2018 Nobel Prize Recipients and IRI V.2 On Simulation

2018 Nobel prize go to Yale and NYU, where one of the recipients, Laureate William Nordhaus’ research on the impacts of climate change on economic growth is based on simulations.  The world has spoken that simulation is a useful tool to predict uncertain future events, such as the impacts of student loans on economic growth.  The answer to this question is pretty straight forward–negatively affect not just the economic growth, but also income inequality.  The politicians love to use the DOW to measure how well the US current economy has grown in recent years.  This positive growth is welcomed mostly by the investors in the Wall Street.  Or few companies such as Apple or Amazon, and their shareholders are enjoying it too.  What about the working class?  Have their wages or take-home pay going up, parallel to the DOW increases?.  What about those who still have to pay their student loans?  Given the real problem facing the nation and the world, this is a life time opportunity for anyone to study this issue, and chances may not be that bad (stated with disclaimer) for those researchers to potentially be the future of Nobel prize winner.  The American public is eager to see which economist(s) represents, either the Freshwater of the Saltwater will win this important race.
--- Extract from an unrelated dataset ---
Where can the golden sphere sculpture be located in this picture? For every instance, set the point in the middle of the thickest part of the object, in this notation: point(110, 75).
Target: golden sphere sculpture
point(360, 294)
It may not be a coincident why AAEA has just published an article on September 21, 2018 which urged the analytics community to think ahead of the curve, ie., a way from IRI V.1 to IRI V.2. Most people are amazed how predictive analytics can solve their business problems, especially in the education industry. That is obsolete–that was the things of five years ago.  Many months ago, the Association of American Education Analytics and Data Scientists has proposed to move away from IRI V.1, which is statistical based approach toward stochastic simulation, that combined the estimates from statistics, feed into mathematical programming to find optimal solutions.

Decision makers cannot just make strategies based only on one option, but need to see results of different scenarios, before the final decisions are made.  Statistical based business analytics just gives what the optimal solution, given the past events that have occurred.  In other words, a data scientist makes inference based on past or historical data.  The question is what next?  A college decision maker can make strategic decision based on the results, assuming the “world” that produced the data did not change.  In reality the world changes every nanosecond. The environments where the organizations are operating, changing constantly.  For example, the CEOs of any companies who are exporting their products to the world market, need to anticipate what is the impact of stronger US dollars and what is going to happen when the administrators ignite the trade war?  Past data cannot answer this question in totality, because there is no data that have simultaneously capture these two events.  The impacts can be accessed with n possibilities using simulation–IRI V.2.